No deaths due to lack of oxygen were specifically reported by states and UTs during the second COVID-19 wave, the government informed Rajya Sabha on Tuesday. But there was an unprecedented surge in demand for medical oxygen during the second wave and it peaked at nearly 9000 MT compared to 3095 MT in the first wave following which the Centre had to step in to facilitate equitable distribution among the states, it said.
Responding to a question on whether a large number of COVID-19 patients died on roads and hospitals due to acute shortage of oxygen in the second wave, Minister of State for Health Bharati Pravin Pawar noted that health is a state subject and states and UTs regularly report the number of cases and deaths to the Centre.
“Detailed guidelines for reporting of deaths have been issued by the Union Health Ministry to all states and UTs.
“Accordingly, all states and UTs report cases and deaths to the Union Health Ministry on a regular basis.
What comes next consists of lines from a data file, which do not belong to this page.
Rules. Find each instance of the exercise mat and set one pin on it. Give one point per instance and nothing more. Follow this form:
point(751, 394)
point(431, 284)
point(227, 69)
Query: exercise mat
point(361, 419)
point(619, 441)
However, no deaths due to lack of oxygen have been specifically reported by states and UTs,” Pawar said in a written reply.
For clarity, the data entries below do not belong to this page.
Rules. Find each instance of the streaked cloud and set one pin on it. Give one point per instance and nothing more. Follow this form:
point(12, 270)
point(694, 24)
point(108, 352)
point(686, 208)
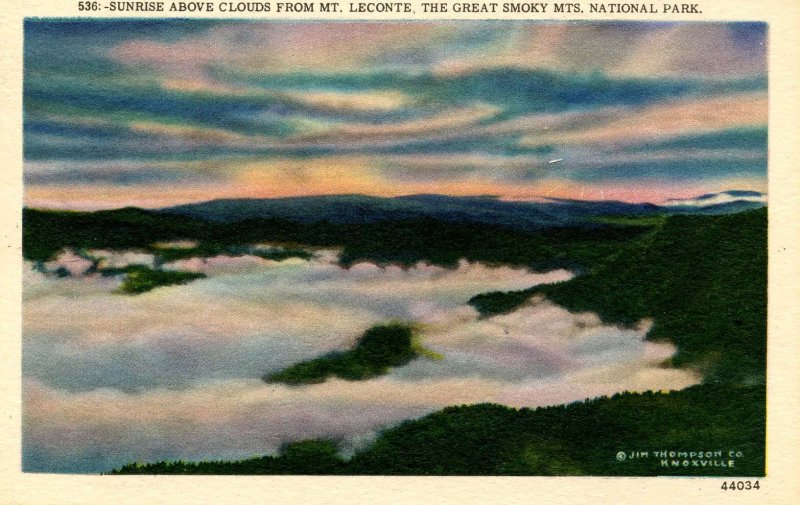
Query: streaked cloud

The Government of India has supported the states and undertook a series of actions including provisioning medical oxygen, and other consumables to ensure clinical care of COVID-19 patients in view of the steep rise of COVID-19 trajectory in the country during April- May 2021.
On the total demand of oxygen by the states and total oxygen supplied, the ministry said the supply of medical oxygen to hospitals is determined by contractual arrangements between the hospital and the medical oxygen supplier concerned.
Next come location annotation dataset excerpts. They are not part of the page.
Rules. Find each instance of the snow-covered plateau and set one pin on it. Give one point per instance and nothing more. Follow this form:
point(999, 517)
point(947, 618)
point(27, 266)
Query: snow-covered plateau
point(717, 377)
“However, due to unprecedented surge in demand of medical oxygen during the second wave the demand in the country peaked to nearly 9000 MT as compared to 3095 MT during the first wave the central government had to step in to facilitate equitable distribution to the states.
“A dynamic and transparent framework for allocation of medical oxygen in consultation with states and UTs and all the stakeholders such as relevant ministries, manufacturers/suppliers of liquid oxygen, etc. was prepared,” the written reply stated.
The active caseload of the state and UT was the primary determinant of oxygen allocation. Other factors such as case doubling rate, available medical infrastructure, etc. were also given due consideration. Further, the allocation was kept dynamic as per the changing pandemic load.
The first allocation order was issued on 15th April 2021 and revised from time to time, based on the trends of active cases and supply position. A total allocation of 10,250 MT has been done to 26 high burden states as on May 28, 2021, the reply said.
The Government of India, along with the state governments, took all possible steps to tackle the unprecedented surge in oxygen demand that arose in the second wave of COVID-19.
This includes enhancement of liquid medical oxygen (LMO) production from 5700 MTs in August 2020 to 9690 MTs in May 2021, restrictions on industrial use of oxygen; and augmentation of availability of containers.
A dynamic and transparent framework for allocation of medical oxygen in consultation with states and UTs and all the stakeholders such as relevant Ministries, manufacturers/suppliers of liquid oxygen, etc. was prepared.
Also, online digital solutions viz. Oxygen Demand Aggregation system (ODAS) and Oxygen Digital Tracking System (ODTS) have been developed to ascertain the demand for medical oxygen from all medical facilities and to track their transportation.
Further, to avoid wastage of medical oxygen, guidelines on rational use of oxygen were issued on 25th September 2020. These were further revised and disseminated to States on 25th April 2021.
The states were also provided with oxygen equipment such as oxygen cylinders, concentrators and Pressure Swing Adsorption (PSA) oxygen generation plants. A total of 4,02,517 oxygen cylinders have been procured or are being procured and distributed to the states.
As many as 1,222 PSA Oxygen generation plants have been sanctioned. Out of these, as on 15th July 2021, 237 plants have been commissioned. Apart from this, 295 PSA plants are being installed by different ministries, the minister said.
States have also been asked to prepare state-level oxygen generation plants. To increase the storage capacity of liquid medical oxygen in the states, under the emergency COVID Package-Part-II, 1050 Liquid Medical Oxygen Tanks along with MGPS at a cost of Rs. 80 Lakh each have been approved.